1) What’s moving the stock

Galaxy Digital (GLXY) is sliding roughly 5% in Wednesday trading (April 29, 2026) as investors digest the company’s first-quarter 2026 results released April 28. The company posted a net loss of $216 million and negative adjusted EBITDA of $188 million, with management attributing the quarter’s loss primarily to depreciation in digital-asset prices.

2) Key numbers investors are reacting to

Beyond the headline loss, Galaxy reported Q1 2026 adjusted gross loss of $88 million. Balance-sheet metrics highlighted in the release included total equity of about $2.8 billion and cash and stablecoins of about $2.6 billion as of March 31, 2026, alongside net digital assets and investments of about $1.36 billion (down 19% quarter over quarter).

3) Offsets: data center progress, but not enough to outweigh the print

Galaxy emphasized operational milestones at its Helios data center campus, including delivery of the first data hall to CoreWeave and a stated plan to deliver substantially all 133 megawatts of critical IT capacity by the end of Q2 2026. The company also highlighted ERCOT approval for an additional 830 megawatts of power capacity at Helios, taking total approved capacity to over 1.6 gigawatts—supportive longer-term, but the near-term earnings impact remains dominated by crypto-market sensitivity.
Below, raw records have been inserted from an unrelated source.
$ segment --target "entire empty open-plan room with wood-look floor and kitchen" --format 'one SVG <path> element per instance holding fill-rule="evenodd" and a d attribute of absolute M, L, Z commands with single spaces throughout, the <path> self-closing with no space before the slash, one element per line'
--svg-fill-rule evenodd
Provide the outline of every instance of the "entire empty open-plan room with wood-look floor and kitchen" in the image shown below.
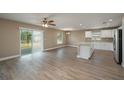
<path fill-rule="evenodd" d="M 0 14 L 1 79 L 123 79 L 122 52 L 118 51 L 118 48 L 122 51 L 122 41 L 116 40 L 118 30 L 122 32 L 123 16 L 123 13 Z M 72 67 L 73 62 L 76 68 Z M 23 69 L 15 64 L 23 64 Z M 34 64 L 35 73 L 29 74 L 33 66 L 30 64 Z M 79 64 L 82 67 L 88 64 L 88 67 L 82 69 Z M 44 69 L 37 71 L 36 65 Z M 67 67 L 55 70 L 58 65 Z M 87 69 L 94 69 L 94 65 L 96 71 Z M 11 73 L 6 72 L 7 66 Z M 77 76 L 71 69 L 82 75 Z M 119 69 L 120 73 L 116 73 Z M 18 70 L 22 74 L 16 74 Z"/>

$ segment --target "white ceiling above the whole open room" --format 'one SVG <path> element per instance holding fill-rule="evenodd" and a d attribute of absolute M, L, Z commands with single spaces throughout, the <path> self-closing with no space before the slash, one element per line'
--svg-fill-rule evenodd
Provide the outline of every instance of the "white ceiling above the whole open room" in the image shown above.
<path fill-rule="evenodd" d="M 121 25 L 122 16 L 124 16 L 123 13 L 0 13 L 0 18 L 39 26 L 41 26 L 41 20 L 48 17 L 55 20 L 54 28 L 61 30 L 115 27 Z M 107 23 L 103 24 L 103 22 Z"/>

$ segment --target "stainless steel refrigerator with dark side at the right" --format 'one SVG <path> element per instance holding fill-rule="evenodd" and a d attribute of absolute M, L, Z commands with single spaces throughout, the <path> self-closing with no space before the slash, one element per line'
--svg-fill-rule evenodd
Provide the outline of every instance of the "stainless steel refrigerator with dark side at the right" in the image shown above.
<path fill-rule="evenodd" d="M 114 58 L 117 64 L 122 63 L 122 29 L 117 29 L 114 32 L 113 39 Z"/>

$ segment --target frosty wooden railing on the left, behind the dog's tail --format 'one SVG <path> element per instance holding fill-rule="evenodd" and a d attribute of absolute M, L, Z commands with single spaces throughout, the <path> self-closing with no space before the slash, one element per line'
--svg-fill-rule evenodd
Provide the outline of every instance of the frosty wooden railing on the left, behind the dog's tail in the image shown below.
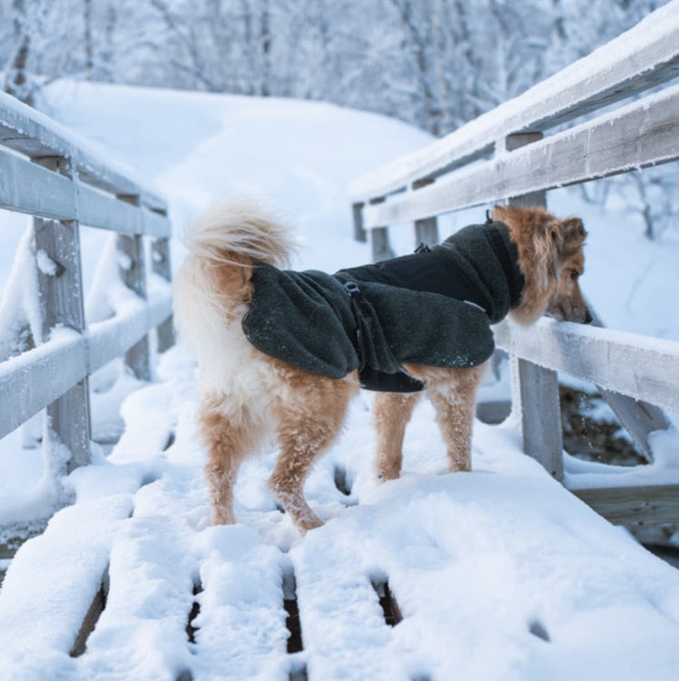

4) Capital actions and near-term setup

Galaxy said it repurchased 3.2 million shares for $65 million during the quarter, which it framed as more than offsetting dilution from 2025 employee stock-based compensation. With the stock reacting negatively to the Q1 loss, investors are likely to focus next on how quickly the Helios transition from construction to revenue scales through the remainder of Q2 2026 and whether digital-asset price moves continue to dominate quarterly results.